Ma quinzaine en pixel

We Own the Night
De grands acteurs (Robert Duvall, Joaquin Phoenix), une histoire de mafia new-yorkaise et de relations familiales. Tout cela promettait monts et merveilles, au final le film pèche par un scénario manquant d’originalité. Dommage.

The Dark Knight
Je regrette de ne pas l’avoir vu au cinéma, malheureusement je dois faire 130 kms pour avoir accès à un cinéma potable. Du grand spectacle, un très grand film, juste un bémol pour le rythme des scènes très rapide, quasi hystérique.

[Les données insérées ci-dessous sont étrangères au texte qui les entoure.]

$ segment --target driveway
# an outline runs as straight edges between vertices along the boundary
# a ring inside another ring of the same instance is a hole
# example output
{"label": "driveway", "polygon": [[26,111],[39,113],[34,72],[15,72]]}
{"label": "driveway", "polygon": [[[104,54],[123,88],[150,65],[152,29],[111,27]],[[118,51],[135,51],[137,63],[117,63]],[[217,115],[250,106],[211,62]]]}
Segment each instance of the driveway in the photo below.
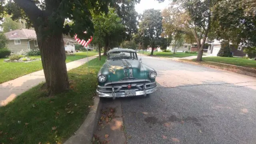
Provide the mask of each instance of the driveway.
{"label": "driveway", "polygon": [[[159,89],[114,102],[121,102],[128,144],[255,144],[256,78],[142,58],[158,72]],[[113,102],[102,102],[110,107]]]}

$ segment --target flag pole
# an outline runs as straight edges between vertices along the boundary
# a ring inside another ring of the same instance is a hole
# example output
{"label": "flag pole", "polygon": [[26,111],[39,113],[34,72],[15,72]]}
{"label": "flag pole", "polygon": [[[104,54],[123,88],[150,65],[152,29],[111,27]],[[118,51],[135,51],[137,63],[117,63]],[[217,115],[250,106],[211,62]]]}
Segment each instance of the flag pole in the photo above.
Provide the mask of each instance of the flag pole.
{"label": "flag pole", "polygon": [[88,73],[90,73],[89,70],[89,56],[88,56],[88,45],[87,45],[87,63],[88,63]]}

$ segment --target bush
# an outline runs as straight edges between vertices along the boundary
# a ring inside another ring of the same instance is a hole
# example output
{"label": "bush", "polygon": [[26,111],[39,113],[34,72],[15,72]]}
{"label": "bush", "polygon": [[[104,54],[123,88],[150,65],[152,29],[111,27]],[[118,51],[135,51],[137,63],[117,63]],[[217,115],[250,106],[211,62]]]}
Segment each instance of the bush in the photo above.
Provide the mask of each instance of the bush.
{"label": "bush", "polygon": [[18,55],[21,55],[22,56],[26,56],[28,55],[27,54],[29,51],[27,49],[26,50],[22,49],[22,50],[20,51],[19,52],[17,53],[17,54]]}
{"label": "bush", "polygon": [[190,54],[197,54],[198,52],[190,52]]}
{"label": "bush", "polygon": [[36,50],[31,50],[27,52],[27,55],[30,56],[40,56],[40,50],[37,49]]}
{"label": "bush", "polygon": [[31,58],[30,58],[30,60],[35,60],[36,59],[36,58],[35,57],[31,57]]}
{"label": "bush", "polygon": [[82,50],[84,48],[84,46],[81,44],[75,44],[75,50]]}
{"label": "bush", "polygon": [[169,50],[164,50],[163,51],[164,52],[171,52],[171,51]]}
{"label": "bush", "polygon": [[11,54],[11,51],[8,49],[4,48],[0,48],[0,58],[4,58],[8,56]]}
{"label": "bush", "polygon": [[222,42],[220,49],[217,56],[222,57],[233,57],[228,42],[226,41]]}
{"label": "bush", "polygon": [[246,56],[244,56],[244,57],[243,57],[243,58],[244,59],[248,59],[249,58],[249,57]]}
{"label": "bush", "polygon": [[10,60],[19,60],[20,58],[22,57],[22,55],[20,55],[18,54],[14,54],[10,56],[9,58],[10,58]]}

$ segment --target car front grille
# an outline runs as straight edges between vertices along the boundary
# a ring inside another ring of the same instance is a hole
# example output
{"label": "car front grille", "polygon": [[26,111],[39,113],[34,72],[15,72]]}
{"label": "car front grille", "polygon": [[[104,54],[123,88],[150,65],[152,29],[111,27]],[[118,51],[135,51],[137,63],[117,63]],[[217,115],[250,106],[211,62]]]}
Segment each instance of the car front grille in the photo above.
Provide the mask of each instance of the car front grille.
{"label": "car front grille", "polygon": [[[146,88],[149,89],[155,87],[156,86],[156,82],[151,82],[149,80],[122,80],[117,82],[105,84],[104,86],[98,86],[98,90],[101,92],[112,92],[112,88],[116,92],[124,92],[126,90],[142,90],[144,84],[146,85]],[[127,86],[130,84],[132,87],[128,89]]]}

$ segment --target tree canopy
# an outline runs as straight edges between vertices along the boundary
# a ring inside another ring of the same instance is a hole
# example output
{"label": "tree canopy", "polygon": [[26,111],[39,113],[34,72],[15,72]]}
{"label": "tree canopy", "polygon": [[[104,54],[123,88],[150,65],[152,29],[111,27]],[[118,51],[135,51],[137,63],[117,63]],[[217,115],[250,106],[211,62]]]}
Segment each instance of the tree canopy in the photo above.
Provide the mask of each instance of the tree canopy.
{"label": "tree canopy", "polygon": [[156,42],[161,38],[162,32],[162,20],[160,10],[150,9],[145,10],[142,14],[139,24],[139,33],[144,40],[149,42],[152,48],[151,55],[153,55]]}

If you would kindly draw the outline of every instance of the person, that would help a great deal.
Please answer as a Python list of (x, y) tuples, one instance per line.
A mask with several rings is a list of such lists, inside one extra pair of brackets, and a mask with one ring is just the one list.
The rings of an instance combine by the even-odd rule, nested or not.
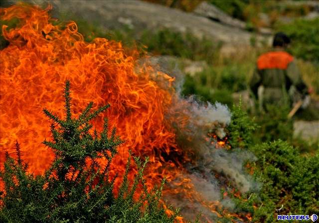
[(302, 100), (304, 108), (309, 104), (309, 91), (294, 57), (286, 51), (290, 42), (286, 34), (276, 33), (273, 50), (260, 55), (257, 60), (249, 85), (261, 110), (267, 104), (280, 105), (288, 102), (291, 105)]

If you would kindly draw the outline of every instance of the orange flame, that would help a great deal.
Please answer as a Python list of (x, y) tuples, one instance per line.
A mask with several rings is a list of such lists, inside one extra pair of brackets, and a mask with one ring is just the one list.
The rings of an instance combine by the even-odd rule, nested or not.
[[(50, 137), (49, 123), (42, 108), (63, 116), (61, 89), (69, 79), (75, 115), (91, 101), (96, 108), (111, 104), (111, 109), (94, 124), (101, 129), (103, 116), (107, 116), (110, 127), (116, 126), (118, 134), (126, 140), (113, 161), (111, 176), (117, 172), (123, 175), (129, 150), (134, 155), (150, 157), (145, 174), (149, 188), (159, 184), (164, 177), (169, 182), (180, 176), (183, 172), (181, 162), (189, 159), (176, 145), (174, 130), (164, 117), (172, 102), (173, 90), (169, 86), (173, 78), (149, 66), (137, 70), (137, 52), (128, 54), (121, 43), (104, 38), (85, 42), (73, 21), (63, 27), (53, 25), (48, 13), (51, 8), (19, 4), (1, 9), (1, 20), (20, 20), (15, 28), (8, 30), (7, 26), (2, 27), (10, 45), (0, 52), (1, 166), (5, 151), (14, 153), (17, 140), (29, 171), (40, 174), (48, 168), (53, 154), (41, 144)], [(161, 79), (166, 87), (160, 87), (154, 76)], [(223, 147), (225, 143), (218, 144)], [(182, 157), (181, 161), (178, 157)], [(133, 168), (130, 180), (137, 172)], [(163, 192), (182, 193), (190, 202), (204, 200), (195, 191), (190, 179), (183, 178), (181, 184)], [(215, 211), (218, 202), (201, 203), (220, 216)], [(178, 217), (177, 221), (183, 219)]]

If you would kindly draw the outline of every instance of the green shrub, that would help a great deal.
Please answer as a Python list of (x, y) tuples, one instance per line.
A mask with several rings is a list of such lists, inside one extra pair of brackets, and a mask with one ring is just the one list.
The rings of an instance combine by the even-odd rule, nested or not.
[(248, 148), (253, 143), (253, 132), (257, 125), (239, 106), (233, 106), (231, 120), (226, 127), (228, 140), (232, 147)]
[[(201, 84), (198, 83), (198, 82), (201, 82)], [(182, 94), (184, 96), (195, 95), (197, 99), (212, 104), (218, 102), (229, 107), (233, 104), (231, 92), (227, 89), (213, 89), (203, 86), (203, 84), (206, 84), (204, 77), (198, 81), (189, 75), (186, 75)]]
[(292, 39), (288, 49), (294, 56), (319, 62), (319, 18), (296, 19), (288, 24), (278, 24), (276, 30), (286, 33)]
[(294, 133), (293, 121), (289, 119), (290, 108), (267, 105), (267, 112), (257, 112), (256, 122), (260, 126), (255, 132), (255, 142), (269, 142), (277, 139), (291, 141)]
[[(100, 133), (96, 131), (90, 133), (93, 126), (90, 121), (109, 105), (91, 112), (93, 105), (91, 103), (76, 118), (71, 113), (68, 81), (64, 97), (65, 119), (43, 110), (52, 121), (53, 136), (53, 141), (45, 140), (43, 143), (55, 156), (50, 168), (43, 175), (27, 173), (27, 165), (21, 160), (17, 142), (17, 159), (6, 154), (4, 169), (0, 172), (4, 183), (4, 191), (0, 196), (0, 221), (173, 223), (176, 214), (168, 217), (164, 210), (159, 207), (161, 187), (148, 192), (142, 176), (146, 163), (142, 164), (139, 158), (135, 158), (138, 174), (132, 184), (128, 180), (129, 159), (118, 196), (114, 196), (116, 177), (110, 179), (108, 172), (116, 149), (123, 141), (116, 135), (115, 129), (109, 132), (107, 119)], [(106, 167), (99, 164), (100, 158), (107, 160)], [(135, 201), (133, 196), (139, 185), (144, 192)]]
[(253, 221), (274, 222), (276, 213), (318, 214), (319, 154), (302, 156), (281, 140), (257, 145), (252, 151), (258, 158), (251, 163), (254, 176), (263, 183), (260, 198), (255, 200), (260, 208), (255, 210)]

Before the Devil Knows You’re Dead
J’ai bien aimé ce film, même si désespérément glauque. Mention spéciale pour les scènes de nu avec Marisa Tomei. Des acteurs excellents (Ethan Hawke, Philip Hoffman). Montage en flashbacks successifs intéressant, même si le procédé est vu et revu.

Mafiosa saison 2
Je n’avais pas du tout accroché en saison 1, jetant l’éponge dès l’épisode 2, pour cause de jeu d’acteurs et une réalisation désespérément nuls.
Etrangement la saison 2 se laisse regarder, j’ai passé des lundis soirs agréables devant Canal+, en regrettant même quelquefois qu’il y ait seulement deux épisodes à la suite.
Le niveau des épisodes reste quand même inégal, et la réalisation encore trop sommaire. Ça manque de finition et de liant entre les scènes. En somme, un sous Sopranos franchouille.

Malcolm (in the middle)
On dira que j’arrive après la bataille, cette série étant sortie en 2000.
Bon, c’est tout simplement fantastiquement drôle.
On part méfiant, en doutant que l’on s’attachera simplement à un pré-adolescent surdoué. Comme dans Seinfeld, la force de la série tient d’abord dans la qualité de tous les personnages, extrêmement riches et exploitables. A la limite, Malcolm manque de personnalité par rapport à ses frères et son père.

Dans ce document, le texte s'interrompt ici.